24.8.23

Com a execução a derrapar, Governo ajusta prazos do 1.º Direito

Rafaela Burd Relvas, in Público


O Governo fez uma alteração de detalhe aos prazos do 1.º Direito, mas que permite alterar as metas de um dos principais programas de política pública destinados a responder à crise habitacional.


Depois de os atrasos na execução dos fundos do Plano de Recuperação e Resiliência (PRR) já serem assumidos pelo próprio Governo, e numa altura em que as carências habitacionais tendem apenas a aumentar, começam a ser feitos ajustes aos prazos que foram inicialmente estabelecidos. Foi isso que o Governo fez agora relativamente ao 1.º Direito, através de uma alteração de detalhe, mas que permite mudar as metas do programa destinado a criar soluções para as famílias a viver em situações consideradas indignas.
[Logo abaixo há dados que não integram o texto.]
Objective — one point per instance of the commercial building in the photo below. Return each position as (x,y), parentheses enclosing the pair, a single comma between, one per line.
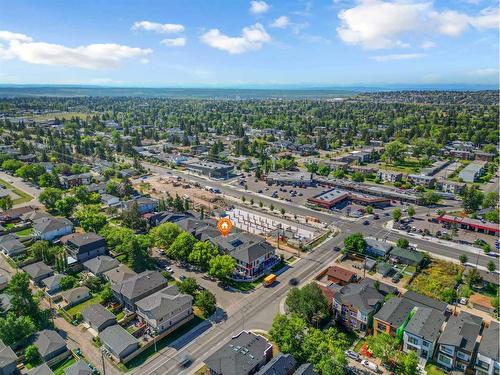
(210,169)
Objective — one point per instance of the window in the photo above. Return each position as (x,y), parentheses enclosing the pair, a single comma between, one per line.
(444,360)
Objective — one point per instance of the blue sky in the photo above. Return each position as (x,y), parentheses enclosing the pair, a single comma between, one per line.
(233,42)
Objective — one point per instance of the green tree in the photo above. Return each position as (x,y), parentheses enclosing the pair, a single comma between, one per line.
(222,266)
(396,214)
(472,198)
(164,234)
(203,252)
(309,303)
(355,243)
(49,196)
(6,203)
(181,247)
(188,286)
(491,266)
(206,302)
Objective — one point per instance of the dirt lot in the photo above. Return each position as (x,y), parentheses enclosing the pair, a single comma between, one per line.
(158,187)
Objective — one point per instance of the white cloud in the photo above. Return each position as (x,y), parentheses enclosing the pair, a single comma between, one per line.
(252,38)
(281,22)
(427,44)
(174,42)
(377,24)
(395,57)
(162,28)
(258,7)
(92,56)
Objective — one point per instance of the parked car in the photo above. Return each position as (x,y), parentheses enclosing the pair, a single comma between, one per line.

O 1.º Direito é um dos principais programas da política habitacional do Governo, destinando-se a apoiar autarquias, empresas municipais, instituições particulares de solidariedade social, misericórdias ou beneficiários directos, através do financiamento de construção, reabilitação, aquisição ou arrendamento de habitações para famílias que vivam em casas indignas. No ano em que entrou em vigor, 2018, estavam identificadas 26 mil famílias a viver nesse contexto, mas, desde então, o número tem vindo a crescer de forma significativa e, hoje, já estão identificadas 77 mil famílias nesta situação, de acordo com os dados que constam das estratégias locais de habitação (ELH) em execução por 258 municípios.


Nessa altura, a portaria que veio regulamentar o 1.º Direito já definia uma janela temporal para a sua execução, estabelecendo que as estratégias locais de habitação deveriam conter "a programação das soluções habitacionais por forma a cumprir o objectivo de proporcionar uma resposta habitacional a todas as pessoas e agregados objecto do diagnóstico num período máximo de seis anos". Este prazo (que, considerando a entrada em vigor da lei em 2018, terminaria em 2024) ia ao encontro daquela que, já então, tinha sido a meta estabelecida pelo primeiro Governo de António Costa: garantir uma habitação digna para todas as famílias até à celebração do 50.º aniversário do 25 de Abril.

Agora, o Governo mantém a meta de 2024, mas acrescenta uma nova expressão à lei, definindo que o objectivo é dar uma resposta habitacional a todas as pessoas "preferencialmente num período máximo de seis anos", de acordo com a nova portaria publicada, esta quarta-feira, em Diário da República.


Esta não é a primeira vez que o Governo socialista faz ajustes ao discurso sobre as metas para a habitação, que, embora cirúrgicos, são também um reflexo da incapacidade de cumprir os prazos propostos. No programa eleitoral apresentado em 2019, a "meta muito clara" do PS consistia em "erradicar todas as carências habitacionais até ao 50.º aniversário do 25 de Abril". Perante os atrasos que já então se faziam sentir, no ano passado, quando tiveram lugar eleições antecipadas, o novo programa eleitoral trazia uma meta semelhante, mas com um detalhe diferente: a "meta muito clara" passou a ser erradicar "as principais" carências habitacionais, e não "todas", até aos 50 anos do 25 de Abril.

Os dados disponíveis no portal governamental Mais Transparência mostram que, até à data, foram pagos 92,8 milhões de euros no âmbito do 1.º Direito, o equivalente a cerca de 7,7% do total de 1200 milhões que o PRR irá destinar, até 2026, a este programa. No mês passado, recorde-se, o ministro da Economia, António Costa Silva, admitiu atrasos na execução dos pagamentos do PRR, durante uma audição numa comissão parlamentar.

Ao mesmo tempo, e segundo adiantou a ministra da Habitação em audição recente na Assembleia da República, foram entregues, até à data, 1400 habitações no âmbito do 1.º Direito, estando outras 7500 em obra ou a entrar em obra no prazo de um ano. A meta traçada inicialmente estabelecia um total de 3000 casas entregues até ao final de 2023.